Olhando os resultados desse primeiro episódio, até que as primeiras impressões estavam erradas, porém até certo ponto. É impossível não olhar para 11 Eyes sem se lembrar de Chaos; HEAd. A grande diferença está no estúdio de produção, porém o mesmo destino parece estar reservado a 11 Eyes. Basta perceber que o enredo mexe com temas sobrenaturais e um tanto quanto paranormais. Há um enfoque diferenciado e até mais fantasioso em 11 Eyes, enquanto Chaos; HEAd misturava conceitos científicos e fictícios ao mesmo tempo.
Por outro lado, ambos são títulos com um elenco genérico de personagens, que se utilizam dos mais clássicos estereótipos moe apenas para costurar o seu enredo. Os dois também são vítimas do desleixo por parte de seus estúdios, que não capricharam muito no character design e cortaram várias sequências da novel original, para que fosse possível colocar tudo em 12 episódios (e vendo esse episódio 1 há forte indícios de que 11 Eyes será assim). Até mesmo a solução encontrada (ou copiada) pelo Dogakobo é a mesma da Madhouse: adicionar minutos a mais na tentativa de contar o máximo possível de história.
A grande incógnita em torno de 11 Eyes é saber se o bom enredo da novel original será jogado fora ao longo do caminho, como aconteceu com Chaos;HEAd. Pelo histórico é difícil achar que não, mas sendo dois estúdios diferentes (e a Madhouse é conhecida por dar finais ruins a seus animes) pode ser que um milagre aconteça. Dificilmente contará com a complexidade de detalhes da novel, mas se superar o fiasco de Chaos;HEAd já será algo. Resta esperar.
Sobre o enredo ele gira em torno de Satsuki Kakeru, um rapaz que quando pequeno perdeu a sua irmã mais nova, que é a grande "criatura" por trás de todos os mistérios do anime. Ao lado de Kakeru temos Minase Yuka, uma menina que esteve no mesmo orfanato de Kakeru, e sempre foi muito atenciosa com ele. Kakeru ainda possui um misterioso olho direito, que ao que parece guarda alguns poderes. Nesse primeiro episódio os dois protagonistas são "sugados" para uma dimensão diferente e nada agradável. A principal característica desse lugar é a presença de uma lua vermelha, que ilumina e transforma o cenário nessa cor.
Na verdade esse outro mundo é uma réplica do nosso, com a diferença de que não possui nenhum ser humano e é da cor anteriormente citada. Nele temos ainda estranhas criaturas que atacam Kakeru e Yuka. E como mencionado, obviamente a aparição desse mundo paralelo está ligado ao estranho olho de Kakeru (e até por isso o nome do anime é 11 Eyes). Certo! Mas o que seria esse olho? Ou melhor, que mundo paralelo é esse? Quem são essas estranhas criaturas? E por que a irmã de Kakeru aparece apenas como um fantasma?

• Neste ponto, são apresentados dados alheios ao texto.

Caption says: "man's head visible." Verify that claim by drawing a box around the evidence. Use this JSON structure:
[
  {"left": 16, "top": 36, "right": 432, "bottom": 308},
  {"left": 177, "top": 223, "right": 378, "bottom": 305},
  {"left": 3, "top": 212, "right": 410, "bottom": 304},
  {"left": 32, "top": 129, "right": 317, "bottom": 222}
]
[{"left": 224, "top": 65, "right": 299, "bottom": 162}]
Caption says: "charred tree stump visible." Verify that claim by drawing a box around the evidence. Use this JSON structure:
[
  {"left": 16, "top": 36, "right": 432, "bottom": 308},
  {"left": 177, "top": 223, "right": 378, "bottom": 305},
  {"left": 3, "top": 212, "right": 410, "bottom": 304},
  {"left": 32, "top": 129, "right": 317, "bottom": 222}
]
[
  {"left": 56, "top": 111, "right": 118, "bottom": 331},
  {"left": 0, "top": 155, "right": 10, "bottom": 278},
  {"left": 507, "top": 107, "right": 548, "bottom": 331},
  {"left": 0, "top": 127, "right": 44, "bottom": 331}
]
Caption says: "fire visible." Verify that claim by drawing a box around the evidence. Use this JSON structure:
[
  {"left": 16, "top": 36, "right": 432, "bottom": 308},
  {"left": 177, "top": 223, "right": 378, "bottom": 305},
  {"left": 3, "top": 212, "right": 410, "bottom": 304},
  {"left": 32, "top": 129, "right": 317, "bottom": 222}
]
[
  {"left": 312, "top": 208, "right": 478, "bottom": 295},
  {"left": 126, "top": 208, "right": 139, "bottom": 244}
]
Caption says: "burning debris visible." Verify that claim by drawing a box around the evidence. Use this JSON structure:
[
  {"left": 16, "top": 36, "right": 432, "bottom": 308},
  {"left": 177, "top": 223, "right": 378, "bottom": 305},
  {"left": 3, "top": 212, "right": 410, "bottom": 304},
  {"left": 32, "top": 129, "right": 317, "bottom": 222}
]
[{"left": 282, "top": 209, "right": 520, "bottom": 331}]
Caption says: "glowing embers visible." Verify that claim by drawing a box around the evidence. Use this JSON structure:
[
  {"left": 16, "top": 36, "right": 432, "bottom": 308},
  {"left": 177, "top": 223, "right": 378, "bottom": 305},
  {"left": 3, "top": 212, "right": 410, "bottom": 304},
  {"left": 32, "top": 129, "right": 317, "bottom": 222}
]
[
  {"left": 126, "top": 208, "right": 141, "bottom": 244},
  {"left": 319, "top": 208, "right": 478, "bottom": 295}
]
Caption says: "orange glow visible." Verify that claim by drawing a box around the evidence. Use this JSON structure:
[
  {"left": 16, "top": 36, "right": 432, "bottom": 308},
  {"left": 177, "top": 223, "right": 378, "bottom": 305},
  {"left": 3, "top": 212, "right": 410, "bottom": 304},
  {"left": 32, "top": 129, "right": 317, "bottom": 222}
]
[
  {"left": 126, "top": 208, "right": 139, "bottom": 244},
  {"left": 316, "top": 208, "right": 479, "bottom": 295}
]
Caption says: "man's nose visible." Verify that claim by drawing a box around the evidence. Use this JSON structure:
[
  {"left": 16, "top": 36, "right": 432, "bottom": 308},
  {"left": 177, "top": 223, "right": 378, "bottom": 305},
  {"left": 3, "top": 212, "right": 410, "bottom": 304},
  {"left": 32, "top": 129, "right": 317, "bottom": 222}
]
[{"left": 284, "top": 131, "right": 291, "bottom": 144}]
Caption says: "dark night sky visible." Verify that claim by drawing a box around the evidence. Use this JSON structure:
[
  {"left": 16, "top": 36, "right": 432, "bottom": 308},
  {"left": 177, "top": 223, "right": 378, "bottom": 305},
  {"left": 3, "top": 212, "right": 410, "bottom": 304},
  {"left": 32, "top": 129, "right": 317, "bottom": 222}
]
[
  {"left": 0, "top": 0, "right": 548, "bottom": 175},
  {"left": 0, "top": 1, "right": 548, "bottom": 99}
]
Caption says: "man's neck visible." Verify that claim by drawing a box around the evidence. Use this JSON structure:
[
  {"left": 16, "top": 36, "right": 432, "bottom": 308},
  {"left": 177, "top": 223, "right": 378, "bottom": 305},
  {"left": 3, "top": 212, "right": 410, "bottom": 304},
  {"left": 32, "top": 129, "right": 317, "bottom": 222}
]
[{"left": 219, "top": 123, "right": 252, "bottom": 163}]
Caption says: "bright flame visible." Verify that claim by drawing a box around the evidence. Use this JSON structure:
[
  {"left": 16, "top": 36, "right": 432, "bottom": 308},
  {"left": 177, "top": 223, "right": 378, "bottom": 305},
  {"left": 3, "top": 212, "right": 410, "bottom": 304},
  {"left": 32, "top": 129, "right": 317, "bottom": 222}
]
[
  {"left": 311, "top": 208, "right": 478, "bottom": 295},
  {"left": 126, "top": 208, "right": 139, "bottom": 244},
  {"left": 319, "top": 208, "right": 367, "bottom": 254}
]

Nem preciso dizer que essas perguntas deverão ser respondidas com o tempo. E de fato, o grande interesse pelo anime só poderá vir a partir da resolução desses mistérios, já que o elenco, como bem dito, é fraco demais para manter a atenção de qualquer ser que já tenha visto um anime moe alguma vez na vida. Por isso, resta torcer para que o Dogakobo não caia nas mesmas armadilhas da Madhouse, embora tenha começado a produção de uma forma muito parecida.